LINCOLN — A state senator is seeking answers about what role Nebraska’s attorney general might have played in robocalls issued by a national group urging protesters to descend on the U.S. Capitol last week.
A day before the Capitol was stormed and ransacked, the fundraising arm of the Republican Attorneys General Association — of which Nebraska Attorney General Doug Peterson is a member — issued robocalls urging supporters of President Donald Trump to march to the Capitol and “stop the steal,” NBC News reported over the weekend.
The story prompted State Sen. Megan Hunt of Omaha to file a public records request with Peterson’s office on Sunday, asking whether public funds were used to pay for his membership in the group or were used to help pay for the robocalls. Hunt also asked for any correspondence Peterson had with the group or its fundraising affiliate, the Rule of Law Defense Fund.
The Rule of Law group, which shares office space in Washington, D.C., with the Republican Attorneys General Association, sent out a robocall Tuesday saying, “At 1 p.m., we will march to the Capitol building and call on Congress to stop the steal.” The recording was obtained by NBC.

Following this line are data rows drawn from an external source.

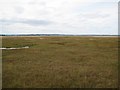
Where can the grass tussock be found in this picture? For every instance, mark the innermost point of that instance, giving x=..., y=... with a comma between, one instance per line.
x=60, y=62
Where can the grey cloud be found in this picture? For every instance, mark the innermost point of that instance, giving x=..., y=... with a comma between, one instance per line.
x=26, y=21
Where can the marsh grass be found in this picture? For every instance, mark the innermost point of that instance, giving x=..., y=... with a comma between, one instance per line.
x=60, y=62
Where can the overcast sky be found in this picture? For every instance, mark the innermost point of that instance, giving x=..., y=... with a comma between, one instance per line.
x=59, y=16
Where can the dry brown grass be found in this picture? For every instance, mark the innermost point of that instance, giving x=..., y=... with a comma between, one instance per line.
x=60, y=62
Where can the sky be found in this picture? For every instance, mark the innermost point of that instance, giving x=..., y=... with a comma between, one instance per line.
x=59, y=17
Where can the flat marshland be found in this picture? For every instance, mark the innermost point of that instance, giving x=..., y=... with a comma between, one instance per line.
x=60, y=62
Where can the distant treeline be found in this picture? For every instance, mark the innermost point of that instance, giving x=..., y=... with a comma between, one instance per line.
x=51, y=35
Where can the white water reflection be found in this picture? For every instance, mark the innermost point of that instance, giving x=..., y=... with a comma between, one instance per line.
x=14, y=48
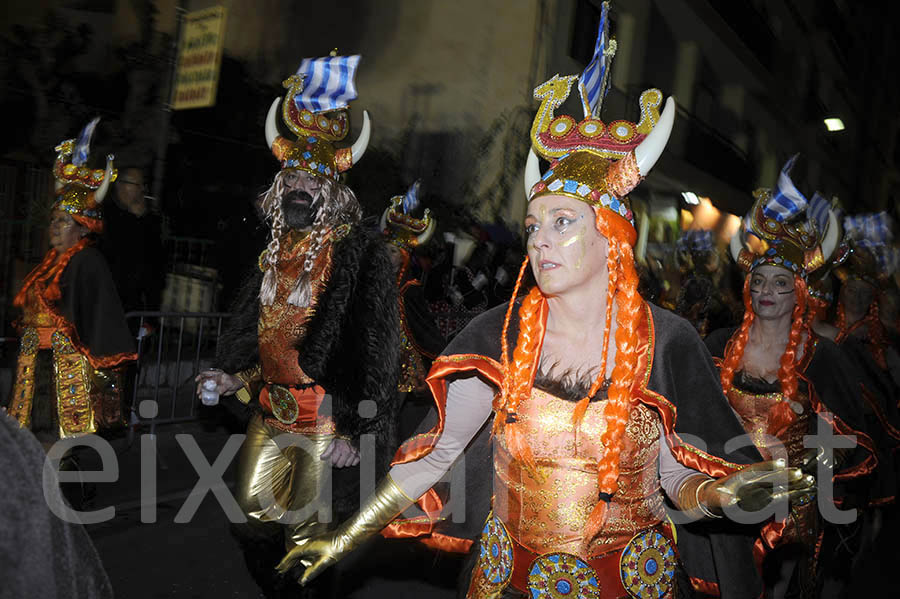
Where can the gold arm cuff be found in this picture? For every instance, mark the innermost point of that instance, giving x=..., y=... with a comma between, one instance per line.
x=689, y=498
x=251, y=375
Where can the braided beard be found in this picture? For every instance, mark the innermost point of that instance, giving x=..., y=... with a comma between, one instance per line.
x=298, y=209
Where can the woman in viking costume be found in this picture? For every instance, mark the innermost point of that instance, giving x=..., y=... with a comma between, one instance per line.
x=778, y=373
x=590, y=422
x=73, y=333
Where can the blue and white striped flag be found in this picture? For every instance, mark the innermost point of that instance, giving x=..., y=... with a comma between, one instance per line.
x=786, y=201
x=818, y=212
x=874, y=229
x=593, y=82
x=411, y=199
x=328, y=83
x=83, y=143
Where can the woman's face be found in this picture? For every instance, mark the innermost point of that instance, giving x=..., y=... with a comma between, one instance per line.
x=565, y=249
x=64, y=231
x=772, y=291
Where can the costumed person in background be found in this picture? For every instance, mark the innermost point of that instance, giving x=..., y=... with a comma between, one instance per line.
x=318, y=317
x=43, y=555
x=592, y=392
x=699, y=300
x=869, y=269
x=778, y=374
x=74, y=340
x=420, y=339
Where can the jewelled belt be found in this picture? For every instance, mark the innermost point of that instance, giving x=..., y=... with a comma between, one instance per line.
x=644, y=568
x=292, y=405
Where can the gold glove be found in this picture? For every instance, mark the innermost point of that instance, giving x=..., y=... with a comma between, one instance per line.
x=320, y=551
x=755, y=487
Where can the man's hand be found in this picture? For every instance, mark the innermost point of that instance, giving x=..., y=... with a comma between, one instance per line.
x=342, y=453
x=226, y=384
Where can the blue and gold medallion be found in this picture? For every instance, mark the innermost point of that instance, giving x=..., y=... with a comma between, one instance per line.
x=648, y=566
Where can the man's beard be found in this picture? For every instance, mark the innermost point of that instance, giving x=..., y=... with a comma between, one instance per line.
x=298, y=210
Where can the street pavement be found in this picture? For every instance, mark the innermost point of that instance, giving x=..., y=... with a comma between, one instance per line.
x=199, y=558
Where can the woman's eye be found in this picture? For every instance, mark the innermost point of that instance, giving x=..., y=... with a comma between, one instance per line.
x=561, y=223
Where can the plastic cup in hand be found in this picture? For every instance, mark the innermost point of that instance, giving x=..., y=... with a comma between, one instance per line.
x=209, y=396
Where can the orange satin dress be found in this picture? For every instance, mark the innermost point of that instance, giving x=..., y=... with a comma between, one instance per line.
x=532, y=541
x=753, y=409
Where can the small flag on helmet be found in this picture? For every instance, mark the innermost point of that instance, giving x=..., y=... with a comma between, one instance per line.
x=594, y=81
x=83, y=143
x=328, y=83
x=787, y=201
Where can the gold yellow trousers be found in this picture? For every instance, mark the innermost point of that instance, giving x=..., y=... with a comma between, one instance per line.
x=283, y=484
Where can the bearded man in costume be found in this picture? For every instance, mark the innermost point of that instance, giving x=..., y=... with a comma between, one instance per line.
x=593, y=394
x=314, y=341
x=74, y=340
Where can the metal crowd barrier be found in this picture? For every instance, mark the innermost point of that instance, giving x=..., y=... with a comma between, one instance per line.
x=172, y=348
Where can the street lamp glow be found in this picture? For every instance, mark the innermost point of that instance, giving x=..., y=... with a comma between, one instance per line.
x=834, y=124
x=690, y=198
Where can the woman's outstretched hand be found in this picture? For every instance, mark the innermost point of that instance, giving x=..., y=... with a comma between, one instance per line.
x=758, y=485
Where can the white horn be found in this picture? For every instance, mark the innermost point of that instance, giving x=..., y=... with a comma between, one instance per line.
x=832, y=236
x=271, y=123
x=362, y=142
x=736, y=245
x=532, y=172
x=107, y=179
x=649, y=150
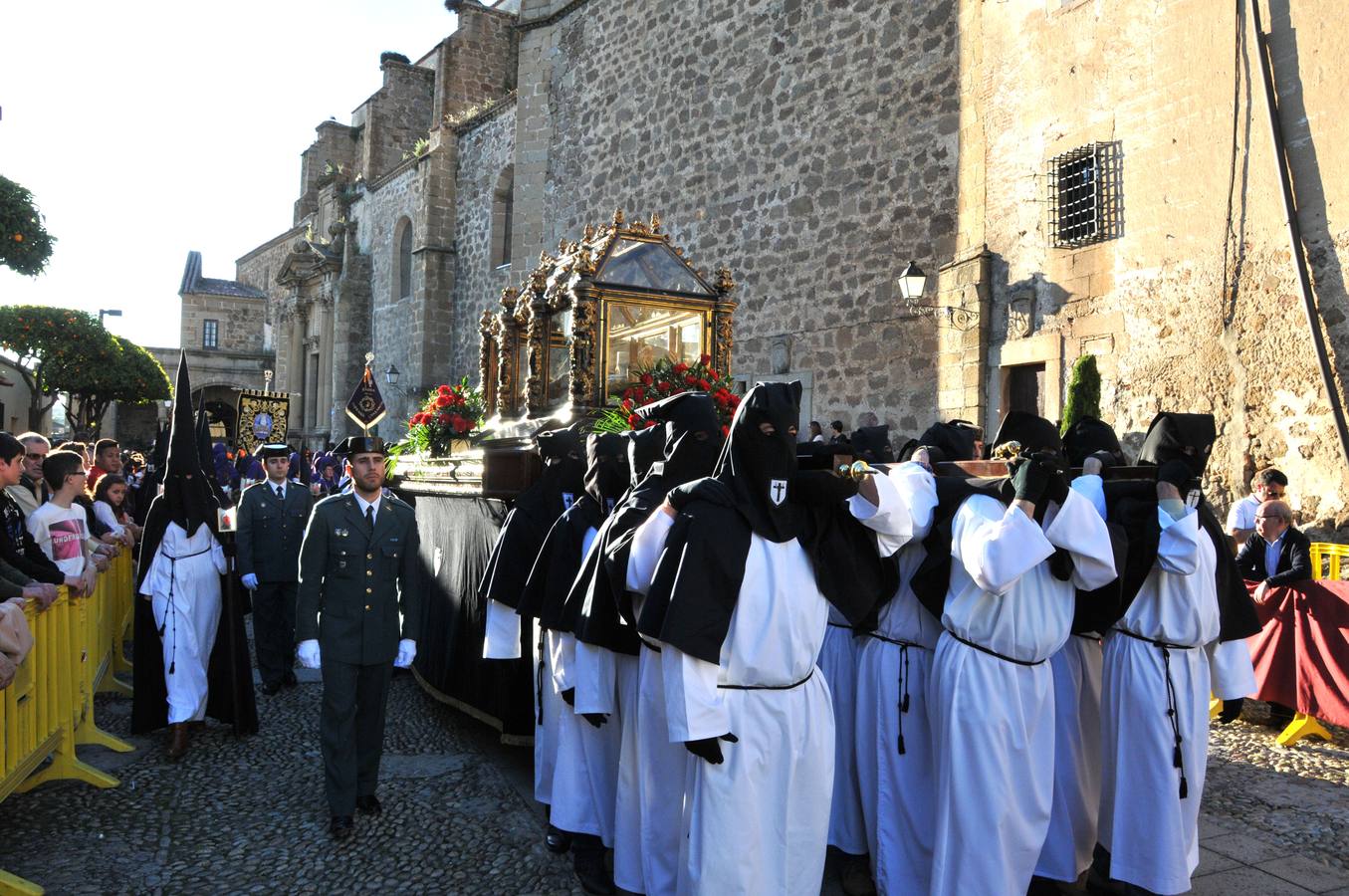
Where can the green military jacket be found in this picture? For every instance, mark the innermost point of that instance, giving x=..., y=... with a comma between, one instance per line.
x=353, y=581
x=270, y=531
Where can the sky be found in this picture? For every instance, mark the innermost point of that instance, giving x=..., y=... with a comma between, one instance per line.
x=151, y=128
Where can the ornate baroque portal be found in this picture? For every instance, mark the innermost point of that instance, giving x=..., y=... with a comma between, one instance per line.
x=619, y=299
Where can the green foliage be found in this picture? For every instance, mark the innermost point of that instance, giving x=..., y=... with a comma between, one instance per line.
x=25, y=243
x=1083, y=393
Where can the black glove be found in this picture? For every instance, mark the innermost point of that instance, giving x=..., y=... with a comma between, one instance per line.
x=1105, y=458
x=1178, y=474
x=709, y=748
x=1029, y=479
x=820, y=489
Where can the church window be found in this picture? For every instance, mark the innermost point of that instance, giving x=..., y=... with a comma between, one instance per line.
x=1085, y=196
x=504, y=208
x=405, y=259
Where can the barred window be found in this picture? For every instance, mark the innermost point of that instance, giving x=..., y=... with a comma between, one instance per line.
x=1085, y=197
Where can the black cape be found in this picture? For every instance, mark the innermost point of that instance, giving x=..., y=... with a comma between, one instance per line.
x=702, y=568
x=228, y=674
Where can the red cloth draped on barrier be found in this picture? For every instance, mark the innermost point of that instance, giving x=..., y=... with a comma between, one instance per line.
x=1302, y=652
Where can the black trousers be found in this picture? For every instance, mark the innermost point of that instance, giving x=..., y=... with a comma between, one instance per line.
x=274, y=629
x=350, y=730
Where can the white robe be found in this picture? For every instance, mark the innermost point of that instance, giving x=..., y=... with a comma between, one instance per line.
x=502, y=642
x=190, y=617
x=756, y=823
x=897, y=788
x=993, y=720
x=662, y=764
x=1076, y=743
x=1151, y=832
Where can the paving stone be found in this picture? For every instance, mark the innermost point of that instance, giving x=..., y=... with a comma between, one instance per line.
x=1318, y=877
x=1245, y=881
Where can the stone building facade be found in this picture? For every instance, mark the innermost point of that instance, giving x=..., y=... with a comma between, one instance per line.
x=815, y=147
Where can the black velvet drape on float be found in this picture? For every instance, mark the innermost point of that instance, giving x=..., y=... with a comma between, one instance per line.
x=456, y=542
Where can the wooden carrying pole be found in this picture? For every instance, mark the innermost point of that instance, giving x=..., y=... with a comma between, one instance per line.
x=1299, y=258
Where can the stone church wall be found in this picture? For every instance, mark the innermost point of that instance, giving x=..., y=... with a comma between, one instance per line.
x=1196, y=306
x=811, y=147
x=485, y=152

The Rule of Law Defense Fund was also listed as a participating organization on a website set up to promote the rally that was held before the Capitol invasion. That website has since been taken down, according to the watchdog site Documented, which broke the story.

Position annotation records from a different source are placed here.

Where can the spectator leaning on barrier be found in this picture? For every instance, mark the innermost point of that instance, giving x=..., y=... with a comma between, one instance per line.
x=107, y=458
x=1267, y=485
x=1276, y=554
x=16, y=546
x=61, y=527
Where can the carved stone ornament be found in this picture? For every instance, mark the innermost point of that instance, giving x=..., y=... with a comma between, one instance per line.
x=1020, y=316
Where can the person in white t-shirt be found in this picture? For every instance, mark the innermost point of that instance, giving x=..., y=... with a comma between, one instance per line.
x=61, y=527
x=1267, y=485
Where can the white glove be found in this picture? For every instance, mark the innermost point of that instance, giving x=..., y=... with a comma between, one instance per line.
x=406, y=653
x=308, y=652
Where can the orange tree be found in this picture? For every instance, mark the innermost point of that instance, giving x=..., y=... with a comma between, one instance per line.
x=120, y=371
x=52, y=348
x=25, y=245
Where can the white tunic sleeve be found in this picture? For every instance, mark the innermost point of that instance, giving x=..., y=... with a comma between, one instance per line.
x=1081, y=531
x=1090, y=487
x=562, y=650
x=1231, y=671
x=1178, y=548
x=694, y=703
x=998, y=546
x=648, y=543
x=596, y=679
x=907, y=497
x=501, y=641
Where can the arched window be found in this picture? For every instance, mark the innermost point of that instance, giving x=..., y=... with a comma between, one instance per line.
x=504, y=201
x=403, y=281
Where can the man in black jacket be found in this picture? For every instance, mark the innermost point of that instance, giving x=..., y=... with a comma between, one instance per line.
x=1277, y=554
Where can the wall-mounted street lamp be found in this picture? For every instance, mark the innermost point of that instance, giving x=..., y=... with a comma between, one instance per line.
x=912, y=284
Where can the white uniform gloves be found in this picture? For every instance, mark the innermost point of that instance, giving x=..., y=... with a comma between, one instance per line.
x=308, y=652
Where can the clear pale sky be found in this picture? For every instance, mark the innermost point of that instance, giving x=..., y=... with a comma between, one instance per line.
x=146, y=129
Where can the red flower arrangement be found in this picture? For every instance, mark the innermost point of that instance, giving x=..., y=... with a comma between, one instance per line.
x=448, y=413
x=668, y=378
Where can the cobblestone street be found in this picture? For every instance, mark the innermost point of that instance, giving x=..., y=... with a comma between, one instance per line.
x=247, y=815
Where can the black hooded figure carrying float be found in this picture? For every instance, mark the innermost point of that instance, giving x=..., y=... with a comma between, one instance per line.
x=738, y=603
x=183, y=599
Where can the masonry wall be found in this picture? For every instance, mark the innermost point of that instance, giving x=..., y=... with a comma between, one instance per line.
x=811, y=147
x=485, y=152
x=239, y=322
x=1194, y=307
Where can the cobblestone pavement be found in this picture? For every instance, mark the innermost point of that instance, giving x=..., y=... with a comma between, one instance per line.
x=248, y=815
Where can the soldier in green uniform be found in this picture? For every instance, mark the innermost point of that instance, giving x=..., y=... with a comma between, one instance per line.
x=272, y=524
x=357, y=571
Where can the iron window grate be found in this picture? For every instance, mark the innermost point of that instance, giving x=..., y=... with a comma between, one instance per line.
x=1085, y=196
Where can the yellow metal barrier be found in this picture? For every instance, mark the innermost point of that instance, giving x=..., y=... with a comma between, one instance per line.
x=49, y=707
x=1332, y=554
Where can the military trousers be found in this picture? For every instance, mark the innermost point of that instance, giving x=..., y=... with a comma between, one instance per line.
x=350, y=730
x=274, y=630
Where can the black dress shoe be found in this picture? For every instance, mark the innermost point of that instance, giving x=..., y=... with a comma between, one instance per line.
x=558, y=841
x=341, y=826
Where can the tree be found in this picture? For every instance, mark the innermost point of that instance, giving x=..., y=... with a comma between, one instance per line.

Suzanne Gage, a spokeswoman for Peterson, said Sunday evening that the attorney general first became aware of the robocalls Thursday afternoon. He was not aware, before then, that the Rule of Law group was doing them, Gage said, adding that no state funds are used for membership in the association. She said there were no records to comply with Hunt’s public records request.

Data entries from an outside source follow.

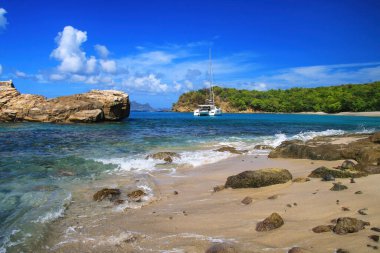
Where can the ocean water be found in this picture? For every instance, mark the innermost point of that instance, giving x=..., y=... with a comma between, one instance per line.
x=41, y=163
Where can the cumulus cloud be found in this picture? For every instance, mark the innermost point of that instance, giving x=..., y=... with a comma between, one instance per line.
x=3, y=19
x=102, y=51
x=69, y=51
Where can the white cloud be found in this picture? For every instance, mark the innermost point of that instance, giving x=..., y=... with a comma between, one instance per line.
x=3, y=19
x=20, y=74
x=69, y=50
x=108, y=65
x=149, y=83
x=102, y=51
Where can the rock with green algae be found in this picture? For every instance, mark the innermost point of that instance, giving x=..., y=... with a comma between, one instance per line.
x=259, y=178
x=324, y=172
x=272, y=222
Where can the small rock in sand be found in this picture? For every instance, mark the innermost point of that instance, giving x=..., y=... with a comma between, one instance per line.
x=272, y=222
x=374, y=238
x=349, y=225
x=218, y=188
x=298, y=250
x=322, y=228
x=221, y=248
x=247, y=200
x=111, y=194
x=301, y=180
x=338, y=187
x=342, y=251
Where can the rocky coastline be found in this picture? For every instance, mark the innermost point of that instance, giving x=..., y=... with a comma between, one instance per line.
x=90, y=107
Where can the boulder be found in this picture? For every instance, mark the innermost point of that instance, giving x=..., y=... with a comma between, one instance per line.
x=365, y=149
x=111, y=194
x=349, y=225
x=301, y=180
x=136, y=195
x=258, y=178
x=298, y=250
x=324, y=172
x=338, y=187
x=272, y=222
x=263, y=147
x=221, y=248
x=323, y=228
x=93, y=106
x=347, y=165
x=165, y=156
x=247, y=200
x=232, y=150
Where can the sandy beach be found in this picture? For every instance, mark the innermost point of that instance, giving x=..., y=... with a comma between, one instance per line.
x=197, y=217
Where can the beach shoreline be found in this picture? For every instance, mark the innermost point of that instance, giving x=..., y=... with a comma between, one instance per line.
x=188, y=216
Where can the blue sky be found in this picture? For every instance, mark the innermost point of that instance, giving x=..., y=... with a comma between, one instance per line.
x=156, y=50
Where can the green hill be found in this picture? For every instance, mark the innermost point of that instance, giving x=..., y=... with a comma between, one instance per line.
x=331, y=99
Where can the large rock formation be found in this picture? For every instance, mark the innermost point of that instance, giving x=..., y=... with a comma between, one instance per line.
x=365, y=149
x=93, y=106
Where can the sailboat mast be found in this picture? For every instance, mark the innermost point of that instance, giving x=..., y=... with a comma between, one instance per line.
x=211, y=79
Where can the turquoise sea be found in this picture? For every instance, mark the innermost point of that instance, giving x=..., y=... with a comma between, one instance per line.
x=40, y=163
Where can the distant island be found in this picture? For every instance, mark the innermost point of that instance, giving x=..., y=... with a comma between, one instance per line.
x=329, y=99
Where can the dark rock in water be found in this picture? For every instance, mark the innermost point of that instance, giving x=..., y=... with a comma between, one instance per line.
x=342, y=251
x=272, y=222
x=363, y=211
x=338, y=187
x=374, y=238
x=375, y=137
x=347, y=165
x=371, y=169
x=232, y=150
x=165, y=156
x=328, y=177
x=258, y=178
x=323, y=228
x=93, y=106
x=221, y=248
x=301, y=180
x=263, y=147
x=324, y=172
x=298, y=250
x=111, y=194
x=247, y=200
x=219, y=188
x=349, y=225
x=136, y=195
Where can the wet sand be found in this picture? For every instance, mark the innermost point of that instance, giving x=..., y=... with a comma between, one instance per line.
x=197, y=217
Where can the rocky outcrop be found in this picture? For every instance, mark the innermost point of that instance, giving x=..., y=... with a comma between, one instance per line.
x=93, y=106
x=272, y=222
x=166, y=156
x=258, y=178
x=365, y=149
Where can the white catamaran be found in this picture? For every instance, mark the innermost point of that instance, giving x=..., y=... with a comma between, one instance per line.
x=209, y=108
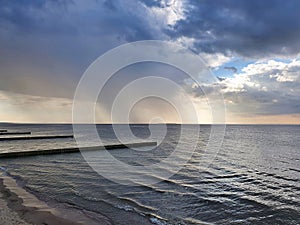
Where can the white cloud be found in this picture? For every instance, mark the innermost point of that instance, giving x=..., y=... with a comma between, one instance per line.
x=266, y=88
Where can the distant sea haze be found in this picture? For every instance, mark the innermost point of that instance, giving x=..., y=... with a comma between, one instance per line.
x=254, y=179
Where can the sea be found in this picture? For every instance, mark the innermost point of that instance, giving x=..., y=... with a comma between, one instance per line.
x=253, y=178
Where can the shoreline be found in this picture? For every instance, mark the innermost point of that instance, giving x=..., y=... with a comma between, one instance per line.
x=21, y=207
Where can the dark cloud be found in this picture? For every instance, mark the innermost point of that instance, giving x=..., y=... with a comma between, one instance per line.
x=47, y=45
x=231, y=68
x=248, y=28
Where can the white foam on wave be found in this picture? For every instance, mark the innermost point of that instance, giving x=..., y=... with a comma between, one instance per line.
x=127, y=208
x=157, y=221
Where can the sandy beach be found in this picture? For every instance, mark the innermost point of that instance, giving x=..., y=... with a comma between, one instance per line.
x=20, y=207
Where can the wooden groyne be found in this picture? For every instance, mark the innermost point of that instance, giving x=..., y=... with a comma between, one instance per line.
x=35, y=137
x=13, y=133
x=72, y=150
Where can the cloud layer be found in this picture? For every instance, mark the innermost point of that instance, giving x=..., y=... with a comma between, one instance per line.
x=47, y=45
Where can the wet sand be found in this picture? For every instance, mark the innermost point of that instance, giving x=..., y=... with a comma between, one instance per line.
x=20, y=207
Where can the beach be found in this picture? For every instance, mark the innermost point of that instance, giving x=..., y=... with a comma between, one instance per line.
x=20, y=207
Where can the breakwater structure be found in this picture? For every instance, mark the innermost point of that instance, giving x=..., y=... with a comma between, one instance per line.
x=76, y=149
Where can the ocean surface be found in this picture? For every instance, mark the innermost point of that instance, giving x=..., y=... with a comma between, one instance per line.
x=254, y=178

“This issue is being reviewed by the (Republican Attorneys General) organization and appropriate action will be taken when that review is complete,” she said.
Peterson, she said, did not condone or agree with the robocalls.
Hunt, in her records request, said Nebraskans deserve to know the extent of any involvement, both personal and financial, that Peterson may have played in the robocalls.
“Every public official should agree: To let this insurrection pass without a full investigation would set a dangerous precedent for the future of our democracy,” said Hunt, a Democrat.
Peterson, whose photograph and biography are featured on the attorneys general group’s website, had issued a statement Wednesday afternoon, as the assault on the Capitol was still in progress, condemning it as “an affront to the principles of our Constitution.”
“We are a nation of laws that are designed to maintain order and protect our freedoms,” he said. “These freedoms include the right to peacefully protest, but lawlessness by any individual or organization cannot be tolerated.”
The storming of the Capitol delayed, but did not stop, the congressional confirmation of former Vice President Joe Biden’s election as president.
Peterson was among several Republican attorneys general who signed an amicus brief in support of an unsuccessful, last-ditch lawsuit filed by the Texas attorney general to overturn the election results in four battleground states in hopes of making Trump the winner. The U.S. Supreme Court dismissed the lawsuit.